Simak karya Alfi Zachkyelle bertajuk Vienemorfosis. Dalam karya itu, Alfi menciptakan pertumbuhan gadis bernama Vienetta dari usia 9 tahun, beranjak 14, 19, 25, hingga 32 tahun. Garis gambar dan perawakan sosok Vienetta ciptaan Alfi itu cenderung bergaya manga—komik khas Jepang.
Yang juga menarik adalah karya Beng Rahadian. Beng seperti punya gaya sendiri untuk menampilkan sosok perempuan dalam karyanya, seperti karya berjudul The Moment, yang diambil dari cerita “Selamat Pagi Urbaz”.
Baca Juga:
Lalu karya Beng lainnya yang menarik adalah trilogi kopi: Kopi Lanang, Kopi Benci, dan Kopi Gombal. Ketiga kopi itu punya keterkaitan dengan perempuan. Kopi Lanang melarang perempuan minum kopi hitam. Kopi Benci, kopi yang menjadi enak karena ada ludah ibu dalam cangkirnya, sementara suaminya main catur melulu. Adapun Kopi Gombal adalah kopi yang tumpah di kepala pria pada kencan pertamanya karena menggombal.
Begitulah. Dalam sebuah diskusi yang digelar dalam rangkaian pameran tersebut, Gupta Mahendra mencoba melihat perkembangan komik Indonesia belakangan ini. Menurut penyunting utama di Koloni, divisi komik dalam penerbitan M&C, perkembangan komik di Indonesia makin tinggi secara kuantitas. Namun memang belum banyak yang berhasil secara komersial. “Sebuah karya komik bisa berhasil di pasaran tidak melulu berpatok para karyanya, tapi juga pada jalur publikasinya,” kata Gupta.

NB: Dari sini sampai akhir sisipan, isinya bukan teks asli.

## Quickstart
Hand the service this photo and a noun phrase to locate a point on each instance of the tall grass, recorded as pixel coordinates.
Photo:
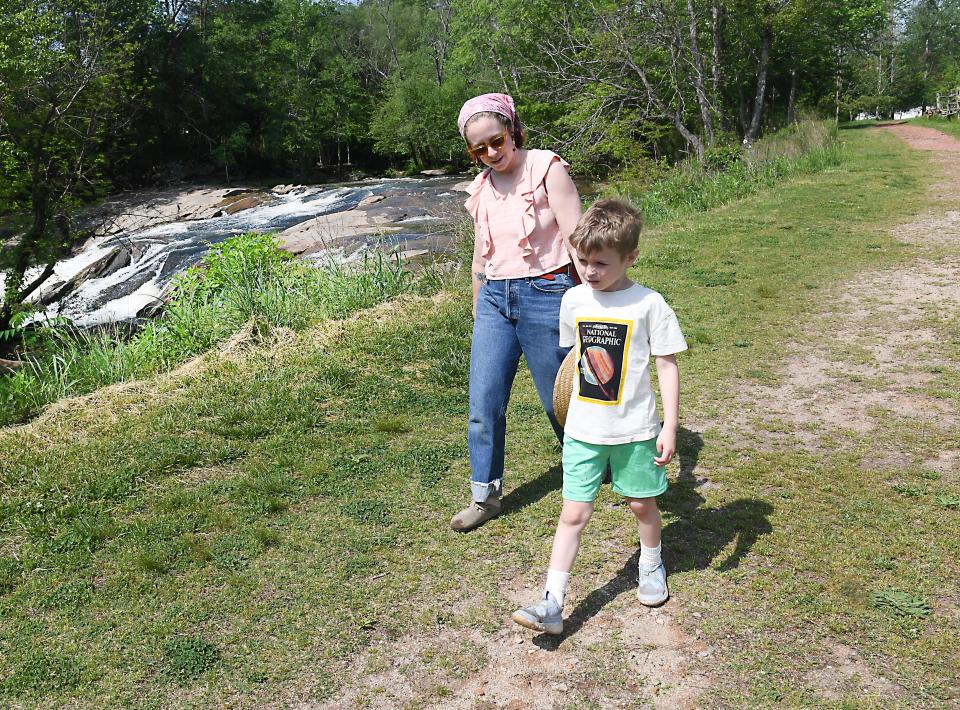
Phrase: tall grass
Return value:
(731, 172)
(243, 279)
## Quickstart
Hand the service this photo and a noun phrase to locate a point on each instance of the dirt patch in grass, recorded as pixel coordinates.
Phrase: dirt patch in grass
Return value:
(868, 358)
(618, 656)
(845, 673)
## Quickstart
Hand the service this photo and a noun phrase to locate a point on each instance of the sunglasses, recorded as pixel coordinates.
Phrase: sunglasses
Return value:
(497, 142)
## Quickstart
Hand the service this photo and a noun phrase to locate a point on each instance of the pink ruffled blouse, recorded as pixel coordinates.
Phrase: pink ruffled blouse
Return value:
(518, 232)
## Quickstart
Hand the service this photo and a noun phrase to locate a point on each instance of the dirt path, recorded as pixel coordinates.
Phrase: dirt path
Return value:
(878, 344)
(866, 366)
(620, 654)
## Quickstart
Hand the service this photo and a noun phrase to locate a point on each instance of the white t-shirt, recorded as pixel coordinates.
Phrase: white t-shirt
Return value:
(616, 333)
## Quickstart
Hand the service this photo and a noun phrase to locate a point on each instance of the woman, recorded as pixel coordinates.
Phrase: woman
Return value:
(525, 207)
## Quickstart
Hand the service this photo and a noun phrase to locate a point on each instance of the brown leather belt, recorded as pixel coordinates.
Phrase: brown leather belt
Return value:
(549, 276)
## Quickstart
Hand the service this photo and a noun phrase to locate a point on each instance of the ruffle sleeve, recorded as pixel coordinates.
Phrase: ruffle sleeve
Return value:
(535, 191)
(477, 210)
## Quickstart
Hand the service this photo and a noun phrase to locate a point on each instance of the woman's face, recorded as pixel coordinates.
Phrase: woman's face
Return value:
(484, 132)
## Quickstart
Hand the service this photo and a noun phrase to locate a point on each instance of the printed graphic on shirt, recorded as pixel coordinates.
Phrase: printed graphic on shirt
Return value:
(603, 349)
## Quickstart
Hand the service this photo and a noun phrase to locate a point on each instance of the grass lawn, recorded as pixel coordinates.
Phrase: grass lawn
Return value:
(949, 126)
(240, 531)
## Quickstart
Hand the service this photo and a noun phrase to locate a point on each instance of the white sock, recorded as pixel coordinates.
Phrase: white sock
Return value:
(557, 584)
(649, 556)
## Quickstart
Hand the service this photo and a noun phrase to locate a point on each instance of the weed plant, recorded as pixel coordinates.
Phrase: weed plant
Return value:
(247, 278)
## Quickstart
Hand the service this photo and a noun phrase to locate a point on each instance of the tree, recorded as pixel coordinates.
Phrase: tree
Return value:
(65, 69)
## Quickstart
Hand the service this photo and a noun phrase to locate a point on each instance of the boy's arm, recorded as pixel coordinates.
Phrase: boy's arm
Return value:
(668, 375)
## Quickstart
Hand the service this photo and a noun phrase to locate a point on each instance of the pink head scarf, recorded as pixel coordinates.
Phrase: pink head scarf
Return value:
(494, 103)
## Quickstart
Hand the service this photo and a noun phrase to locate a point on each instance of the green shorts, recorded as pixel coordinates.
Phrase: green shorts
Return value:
(635, 475)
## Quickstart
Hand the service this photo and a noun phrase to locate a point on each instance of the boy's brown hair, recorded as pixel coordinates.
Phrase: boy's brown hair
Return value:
(608, 224)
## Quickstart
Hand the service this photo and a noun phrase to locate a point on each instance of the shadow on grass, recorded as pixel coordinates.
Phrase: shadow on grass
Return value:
(691, 542)
(533, 490)
(856, 126)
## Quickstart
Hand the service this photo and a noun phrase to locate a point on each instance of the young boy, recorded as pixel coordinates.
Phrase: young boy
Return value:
(616, 325)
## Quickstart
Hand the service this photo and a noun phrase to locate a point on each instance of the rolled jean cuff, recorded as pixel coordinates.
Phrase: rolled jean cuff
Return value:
(482, 491)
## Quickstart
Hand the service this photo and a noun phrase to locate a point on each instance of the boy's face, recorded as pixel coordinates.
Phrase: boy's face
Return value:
(606, 269)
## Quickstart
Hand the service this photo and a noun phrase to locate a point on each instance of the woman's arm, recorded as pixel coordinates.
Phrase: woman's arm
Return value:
(477, 270)
(565, 203)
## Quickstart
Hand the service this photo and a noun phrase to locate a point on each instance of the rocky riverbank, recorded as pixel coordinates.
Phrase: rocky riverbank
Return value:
(142, 239)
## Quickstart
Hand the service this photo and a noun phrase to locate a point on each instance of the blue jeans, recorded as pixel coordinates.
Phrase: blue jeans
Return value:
(514, 316)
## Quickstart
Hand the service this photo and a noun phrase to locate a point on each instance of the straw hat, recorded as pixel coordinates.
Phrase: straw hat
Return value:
(563, 386)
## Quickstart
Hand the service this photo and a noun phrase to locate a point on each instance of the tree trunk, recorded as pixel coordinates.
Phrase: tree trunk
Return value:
(839, 78)
(792, 98)
(717, 39)
(698, 77)
(753, 131)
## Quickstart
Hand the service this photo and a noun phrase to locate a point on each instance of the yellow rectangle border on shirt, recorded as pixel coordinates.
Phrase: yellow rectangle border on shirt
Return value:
(626, 355)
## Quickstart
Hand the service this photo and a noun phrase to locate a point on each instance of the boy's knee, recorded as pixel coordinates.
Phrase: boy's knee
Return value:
(643, 506)
(577, 517)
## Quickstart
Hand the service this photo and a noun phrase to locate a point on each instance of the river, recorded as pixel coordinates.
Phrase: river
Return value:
(121, 273)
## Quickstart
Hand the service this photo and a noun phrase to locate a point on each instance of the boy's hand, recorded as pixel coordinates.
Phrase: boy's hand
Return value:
(666, 447)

Anggapan bahwa komik saat ini tak secemerlang komik “jadul” karena nilai kelokalannya berkurang tidak seluruhnya benar. Boleh dibilang pembaca komik justru tengah menjauh dari kelokalan itu. “Anak baru gede” lebih menggandrungi Naruto atau produk Marvel, dan mungkin uang jajan mereka sudah tak tersisa untuk membeli serial komik Garudayana karya Is Yuniarto.
Komik Indonesia pernah berjaya pada 1960-1970-an. Tentunya saat itu persaingan ketat dan proses asimilasi tidak sedahsyat kini. Jaringan Internet pun belum mampu menjembatani pertukaran kultur secara global, meski sebenarnya karya komikus Indonesia kerap disandingkan dengan embel kata ”mirip” komik Jepang, Eropa, atau Amerika. Seperti Daud Versus Goliath, tapi sebenarnya hal serupa terjadi di belahan bumi mana pun.